Kyle G. Dargan is a professor of creative writing in the Department of Literature. He is the author of three collections of poetry published by the University of Georgia Press, most recently Logorrhea Dementia: A Self-Diagnosis (2010). His debut work, The Listening (2004), won the Cave Canem Prize, and his second, Bouquet of Hungers (2007), won the Hurston/Wright Legacy Award for poetry. Dargan’s work has appeared in Callaloo, Denver Quarterly, jubilat, Newark’s Star-Ledger, Ploughshares, Shenandoah, and theroot.com. He is the founding editor of Post No Ills magazine and postnoills.com and recently served as managing editor of Callaloo.
In addition to writing and teaching at AU, Dargan has partnered with the President’s Committee on the Arts and Humanities to produce poetry programming at the White House and Library of Congress. He runs poetry workshops for DC high school students in conjunction with 826DC, a nonprofit organization that supports young writers ages 6 to 18 and their teachers. He recently returned from a two-month trip to China as a guest of the Chinese Writers Association.
Are you working on any new projects?
My new poetry collection [Honest Engine] will be published in [March 2015], and I am working on another book-length project, Panzer Herz, which is a personal exploration and deconstruction of contemporary masculinity. I’m also editing an anthology with Wondaland [Arts Society] producer Chuck Lightning [Charles Joseph II] titled I Have a Scream: An Imagination Proclamation, which we envision to be a post-Obama snapshot of the cultural and sociopolitical zeitgeist.
Can you tell us a little about your writing process?
I jokingly tell people that being a poet means I notice stuff for a living. To write is to first see or hear some element of the world and then attempt to render it with language, be that in a realist or fantastical manner. So the most important aspect of my writing process is the seeing; after that, there’s just a lot of tinkering and questioning what, aesthetically, the piece of writing needs in relation to its subject.
Do you think DC is a good place for poets and poetry?

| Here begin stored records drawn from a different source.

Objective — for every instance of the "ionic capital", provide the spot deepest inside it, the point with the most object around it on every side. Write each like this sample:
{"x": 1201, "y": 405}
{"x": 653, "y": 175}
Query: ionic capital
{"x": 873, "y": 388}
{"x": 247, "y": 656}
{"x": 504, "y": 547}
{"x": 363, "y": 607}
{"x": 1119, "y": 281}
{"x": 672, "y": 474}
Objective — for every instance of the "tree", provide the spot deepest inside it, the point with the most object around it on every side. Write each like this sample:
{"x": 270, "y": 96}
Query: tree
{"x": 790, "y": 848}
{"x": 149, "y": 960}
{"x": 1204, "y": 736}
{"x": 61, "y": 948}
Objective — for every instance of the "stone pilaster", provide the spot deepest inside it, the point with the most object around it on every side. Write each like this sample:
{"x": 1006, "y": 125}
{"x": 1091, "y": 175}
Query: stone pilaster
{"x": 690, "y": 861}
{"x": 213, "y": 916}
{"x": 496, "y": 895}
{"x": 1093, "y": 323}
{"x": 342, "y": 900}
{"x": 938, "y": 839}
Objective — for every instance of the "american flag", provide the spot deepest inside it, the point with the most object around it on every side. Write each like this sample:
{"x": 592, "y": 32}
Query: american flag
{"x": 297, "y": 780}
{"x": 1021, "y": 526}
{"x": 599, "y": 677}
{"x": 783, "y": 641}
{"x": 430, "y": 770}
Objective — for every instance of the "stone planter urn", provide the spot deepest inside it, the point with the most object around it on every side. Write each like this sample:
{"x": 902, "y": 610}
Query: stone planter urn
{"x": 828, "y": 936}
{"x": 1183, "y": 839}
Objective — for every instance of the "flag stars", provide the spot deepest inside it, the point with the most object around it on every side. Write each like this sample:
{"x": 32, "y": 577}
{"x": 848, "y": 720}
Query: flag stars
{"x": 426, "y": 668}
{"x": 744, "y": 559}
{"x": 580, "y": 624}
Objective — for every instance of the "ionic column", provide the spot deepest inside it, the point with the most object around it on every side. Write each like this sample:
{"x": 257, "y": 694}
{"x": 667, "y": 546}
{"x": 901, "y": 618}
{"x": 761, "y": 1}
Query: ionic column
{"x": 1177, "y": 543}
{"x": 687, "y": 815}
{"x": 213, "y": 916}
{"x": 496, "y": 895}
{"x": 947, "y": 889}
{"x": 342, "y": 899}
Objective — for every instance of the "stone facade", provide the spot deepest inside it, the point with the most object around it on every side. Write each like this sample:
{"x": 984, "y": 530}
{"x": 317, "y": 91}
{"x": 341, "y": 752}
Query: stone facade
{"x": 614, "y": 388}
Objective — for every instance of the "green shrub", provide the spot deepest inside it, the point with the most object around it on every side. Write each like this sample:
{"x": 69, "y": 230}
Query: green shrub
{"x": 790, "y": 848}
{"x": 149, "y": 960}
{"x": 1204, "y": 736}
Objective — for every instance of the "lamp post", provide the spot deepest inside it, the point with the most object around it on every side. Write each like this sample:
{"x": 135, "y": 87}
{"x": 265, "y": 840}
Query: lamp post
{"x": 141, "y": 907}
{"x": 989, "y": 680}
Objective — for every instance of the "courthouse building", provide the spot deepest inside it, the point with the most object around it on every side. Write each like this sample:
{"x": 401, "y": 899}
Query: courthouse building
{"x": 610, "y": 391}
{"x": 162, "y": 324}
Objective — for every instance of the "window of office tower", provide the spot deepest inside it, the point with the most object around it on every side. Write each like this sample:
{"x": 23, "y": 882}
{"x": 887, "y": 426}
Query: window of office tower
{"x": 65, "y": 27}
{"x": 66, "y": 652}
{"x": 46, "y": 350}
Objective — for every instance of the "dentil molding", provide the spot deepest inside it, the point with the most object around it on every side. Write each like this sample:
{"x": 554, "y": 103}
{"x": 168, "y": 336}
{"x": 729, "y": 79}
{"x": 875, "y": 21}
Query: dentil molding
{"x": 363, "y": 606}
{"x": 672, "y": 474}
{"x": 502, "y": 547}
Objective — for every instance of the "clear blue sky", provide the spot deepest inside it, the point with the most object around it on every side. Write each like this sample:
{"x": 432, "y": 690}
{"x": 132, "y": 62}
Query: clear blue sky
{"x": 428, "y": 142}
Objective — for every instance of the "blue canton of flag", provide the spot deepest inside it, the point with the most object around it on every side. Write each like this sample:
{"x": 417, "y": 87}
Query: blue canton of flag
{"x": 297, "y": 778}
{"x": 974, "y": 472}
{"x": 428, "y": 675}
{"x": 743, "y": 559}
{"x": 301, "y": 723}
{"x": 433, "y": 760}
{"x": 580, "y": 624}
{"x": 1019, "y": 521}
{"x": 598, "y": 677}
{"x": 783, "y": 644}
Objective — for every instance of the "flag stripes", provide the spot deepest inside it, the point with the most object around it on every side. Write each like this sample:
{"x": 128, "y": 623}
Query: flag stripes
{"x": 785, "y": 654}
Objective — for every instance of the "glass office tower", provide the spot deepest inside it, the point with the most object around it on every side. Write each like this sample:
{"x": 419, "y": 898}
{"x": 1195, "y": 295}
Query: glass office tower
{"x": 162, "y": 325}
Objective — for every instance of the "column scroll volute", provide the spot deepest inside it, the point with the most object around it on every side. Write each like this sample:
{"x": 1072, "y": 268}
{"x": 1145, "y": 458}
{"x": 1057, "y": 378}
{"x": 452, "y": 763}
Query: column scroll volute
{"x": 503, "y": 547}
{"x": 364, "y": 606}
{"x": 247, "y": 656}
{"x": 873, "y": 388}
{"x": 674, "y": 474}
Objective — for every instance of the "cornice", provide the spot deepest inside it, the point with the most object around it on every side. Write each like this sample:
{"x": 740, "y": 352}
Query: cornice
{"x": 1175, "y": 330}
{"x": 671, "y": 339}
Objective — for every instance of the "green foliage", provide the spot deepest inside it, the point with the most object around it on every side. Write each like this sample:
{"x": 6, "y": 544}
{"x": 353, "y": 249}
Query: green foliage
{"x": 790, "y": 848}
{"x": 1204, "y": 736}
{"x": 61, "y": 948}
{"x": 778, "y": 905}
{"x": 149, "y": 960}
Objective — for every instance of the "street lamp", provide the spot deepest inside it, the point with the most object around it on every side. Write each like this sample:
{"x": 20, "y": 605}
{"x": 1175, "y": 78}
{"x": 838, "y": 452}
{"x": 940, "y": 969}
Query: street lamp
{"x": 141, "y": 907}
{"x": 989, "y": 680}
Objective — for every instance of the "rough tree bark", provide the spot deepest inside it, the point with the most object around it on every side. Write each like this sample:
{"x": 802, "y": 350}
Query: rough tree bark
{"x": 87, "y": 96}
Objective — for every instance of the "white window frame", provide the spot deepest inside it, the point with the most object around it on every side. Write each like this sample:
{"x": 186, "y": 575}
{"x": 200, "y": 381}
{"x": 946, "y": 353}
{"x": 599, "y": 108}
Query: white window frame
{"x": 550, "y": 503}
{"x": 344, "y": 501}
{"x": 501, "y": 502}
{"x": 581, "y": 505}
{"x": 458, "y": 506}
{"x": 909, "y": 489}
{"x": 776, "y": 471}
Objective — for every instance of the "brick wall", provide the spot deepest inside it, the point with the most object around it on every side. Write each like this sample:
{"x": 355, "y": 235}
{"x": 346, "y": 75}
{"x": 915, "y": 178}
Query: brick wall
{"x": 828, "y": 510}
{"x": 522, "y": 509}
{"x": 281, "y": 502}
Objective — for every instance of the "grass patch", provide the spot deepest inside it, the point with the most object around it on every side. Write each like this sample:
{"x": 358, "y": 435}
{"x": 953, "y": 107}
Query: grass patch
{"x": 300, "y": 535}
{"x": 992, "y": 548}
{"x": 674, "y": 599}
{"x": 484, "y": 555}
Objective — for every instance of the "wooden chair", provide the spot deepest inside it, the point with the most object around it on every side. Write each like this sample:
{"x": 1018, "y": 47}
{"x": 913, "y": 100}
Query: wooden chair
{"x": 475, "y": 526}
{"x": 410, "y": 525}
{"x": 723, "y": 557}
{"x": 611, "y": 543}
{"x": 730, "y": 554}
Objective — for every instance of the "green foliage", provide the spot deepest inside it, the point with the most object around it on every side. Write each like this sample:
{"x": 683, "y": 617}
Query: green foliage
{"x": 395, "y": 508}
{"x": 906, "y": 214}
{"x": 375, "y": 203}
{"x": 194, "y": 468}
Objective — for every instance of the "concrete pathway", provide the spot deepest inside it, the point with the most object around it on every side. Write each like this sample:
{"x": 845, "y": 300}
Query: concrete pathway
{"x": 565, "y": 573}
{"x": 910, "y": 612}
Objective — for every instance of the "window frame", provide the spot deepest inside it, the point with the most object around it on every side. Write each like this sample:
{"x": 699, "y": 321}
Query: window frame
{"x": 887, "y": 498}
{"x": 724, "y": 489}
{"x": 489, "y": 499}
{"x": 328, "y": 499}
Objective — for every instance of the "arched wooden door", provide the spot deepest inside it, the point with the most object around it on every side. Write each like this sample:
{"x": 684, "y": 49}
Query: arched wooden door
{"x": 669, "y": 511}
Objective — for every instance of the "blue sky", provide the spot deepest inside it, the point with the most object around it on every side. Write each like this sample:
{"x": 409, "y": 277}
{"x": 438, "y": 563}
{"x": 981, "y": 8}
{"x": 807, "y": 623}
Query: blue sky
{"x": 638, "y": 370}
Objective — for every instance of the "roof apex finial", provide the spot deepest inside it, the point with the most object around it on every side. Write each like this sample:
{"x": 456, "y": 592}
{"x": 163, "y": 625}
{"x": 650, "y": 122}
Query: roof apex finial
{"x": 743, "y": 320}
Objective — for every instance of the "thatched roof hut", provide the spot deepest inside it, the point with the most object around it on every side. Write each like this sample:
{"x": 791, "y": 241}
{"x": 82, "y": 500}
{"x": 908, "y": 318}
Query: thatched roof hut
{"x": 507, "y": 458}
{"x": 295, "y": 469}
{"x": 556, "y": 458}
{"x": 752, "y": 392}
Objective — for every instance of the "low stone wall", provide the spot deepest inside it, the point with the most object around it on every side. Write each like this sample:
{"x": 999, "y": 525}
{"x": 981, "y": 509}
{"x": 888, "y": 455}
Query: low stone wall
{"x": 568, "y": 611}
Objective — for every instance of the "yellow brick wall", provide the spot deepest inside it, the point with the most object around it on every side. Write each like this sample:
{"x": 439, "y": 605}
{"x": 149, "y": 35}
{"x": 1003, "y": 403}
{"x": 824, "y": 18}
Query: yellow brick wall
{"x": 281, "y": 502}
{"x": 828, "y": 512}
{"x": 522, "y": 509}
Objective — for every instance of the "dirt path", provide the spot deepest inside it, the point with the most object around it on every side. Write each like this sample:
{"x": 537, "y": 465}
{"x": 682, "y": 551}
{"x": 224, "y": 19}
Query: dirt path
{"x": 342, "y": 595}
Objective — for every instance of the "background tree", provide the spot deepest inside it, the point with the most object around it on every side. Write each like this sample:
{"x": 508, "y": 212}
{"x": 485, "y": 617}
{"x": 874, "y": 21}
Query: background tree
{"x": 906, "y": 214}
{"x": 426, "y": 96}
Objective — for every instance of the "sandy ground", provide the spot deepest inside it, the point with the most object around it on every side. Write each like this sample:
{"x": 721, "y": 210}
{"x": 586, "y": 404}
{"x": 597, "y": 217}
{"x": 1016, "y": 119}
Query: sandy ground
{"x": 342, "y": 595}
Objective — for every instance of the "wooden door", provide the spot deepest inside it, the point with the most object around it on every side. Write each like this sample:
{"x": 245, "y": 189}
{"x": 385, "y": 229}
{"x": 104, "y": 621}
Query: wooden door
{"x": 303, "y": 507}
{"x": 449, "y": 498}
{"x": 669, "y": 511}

Any place is a good place for poetry—especially the places where free voices are repressed. These are the places where poetry’s disregard for the status quo is needed. DC has a great poetry infrastructure—the Library of Congress and the poet laureate, the Folger Shakespeare Library, etc.—but it is important that we do not allow those major institutions to overshadow all the ground-level poetry activity that (in the best sense) agitates this town.
What is the best part of teaching creative writing?
Creative writing is a pedagogically pleasing discipline. In a creative writing class, we are all studying the ideas and experiences students bring to the class as well as their ability to frame and communicate them creatively, so being privy to that self-discovery and artistic evolution is always rewarding. Every student is different, and they all can’t be pushed with the same intensity. It is a delicate dynamic.